Like the hero of the film Kes, Greg Hutchings was bitten by the falconry bug as a teenager. “I must have been 12 years old when I climbed a tree to see a sparrowhawk’s nest with five chicks in it. Not long afterwards there was a TV programme about falconry and I was hooked,” he says.
Greg and I are sitting in my kitchen drinking coffee while outside on his block, hooded and raring to go, is Kenzie, Greg’s fifth-season peregrine falcon named after one of Greg’s heroes, the wildlife artist and Lincolnshire wildfowler Mackenzie Thorpe.
I am are struck by Greg’s enthusiasm as he talks about how he bred Kenzie from a wild female that had been handed into a wildlife reserve with a broken wing.
Outside, the wind is shaking the autumn leaves from the sycamores along the shore and we watch anxiously for it to drop. The maximum wind speed Greg will fly his bird in is 25mph — beyond that it struggles to keep position.
English are better
Today’s expedition has been months in the planning. For two years Greg has been putting down grey partridges here in the hope that one day he will see Kenzie hurtle out of the sky and take one. In contrast to the thousands of redlegs released in Dumfries and Galloway, the native bird is all but extinct. Greg’s conservation efforts have been a happy by-product of his falconry. English partridges are better for falconry because redlegs run rather than clamp down to a point.

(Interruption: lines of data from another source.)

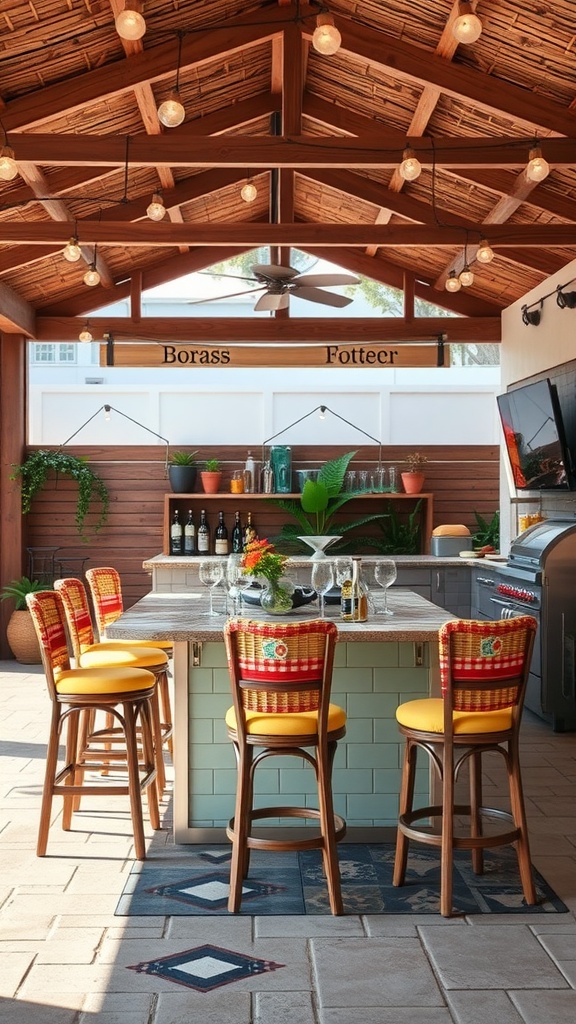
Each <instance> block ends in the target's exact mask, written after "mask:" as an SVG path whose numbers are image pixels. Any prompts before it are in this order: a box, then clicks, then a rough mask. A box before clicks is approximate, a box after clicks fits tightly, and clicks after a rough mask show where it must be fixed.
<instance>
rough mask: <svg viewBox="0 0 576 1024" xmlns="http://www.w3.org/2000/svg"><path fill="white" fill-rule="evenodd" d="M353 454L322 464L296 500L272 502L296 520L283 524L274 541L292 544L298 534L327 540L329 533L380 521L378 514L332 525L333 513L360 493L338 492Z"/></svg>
mask: <svg viewBox="0 0 576 1024" xmlns="http://www.w3.org/2000/svg"><path fill="white" fill-rule="evenodd" d="M355 455H357V453H356V452H347V453H346V455H341V456H339V457H338V458H337V459H331V460H330V461H329V462H326V463H324V466H322V468H321V470H320V472H319V474H318V478H317V479H316V480H306V481H305V483H304V486H303V488H302V494H301V496H300V499H299V501H295V500H294V499H291V498H286V499H280V498H276V499H272V503H273V504H274V505H277V506H279V507H280V508H281V509H284V511H285V512H288V513H289V514H290V515H292V516H293V517H294V519H296V523H284V524H283V526H282V530H281V532H280V534H279V536H278V541H279V542H281V541H286V542H291V543H292V544H293V542H295V541H296V540H297V537H298V535H300V536H304V537H327V536H330V535H333V534H339V535H340V534H345V532H347V531H348V530H351V529H355V528H356V527H359V526H364V525H366V523H368V522H372V521H373V520H374V519H380V518H381V516H382V513H379V512H376V513H373V514H372V515H365V516H362V518H361V519H356V520H355V521H354V522H338V523H335V522H334V517H335V515H336V512H338V510H339V509H341V508H342V506H343V505H345V504H346V502H349V501H351V499H352V498H358V497H359V495H360V492H358V490H346V492H342V485H343V482H344V476H345V473H346V469H347V467H348V464H349V463H351V461H352V460H353V459H354V457H355Z"/></svg>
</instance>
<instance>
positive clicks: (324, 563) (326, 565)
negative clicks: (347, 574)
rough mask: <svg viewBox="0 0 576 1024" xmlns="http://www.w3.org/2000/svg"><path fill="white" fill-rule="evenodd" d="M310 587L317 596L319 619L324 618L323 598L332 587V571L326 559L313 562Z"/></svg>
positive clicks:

The partridges that Greg puts down are bantam-reared. He buys them at five weeks and they are then grown on in Greg’s garden on a diet of wild bird seed to accustom them to foraging in the wild. Then, at eight to 10 weeks, they are gradually released from a pen on the edge of a stubble where there is a thick beetle bank of white grass, in such a way that a covey is then hefted on to part of the farm that has the best possible habitat for them.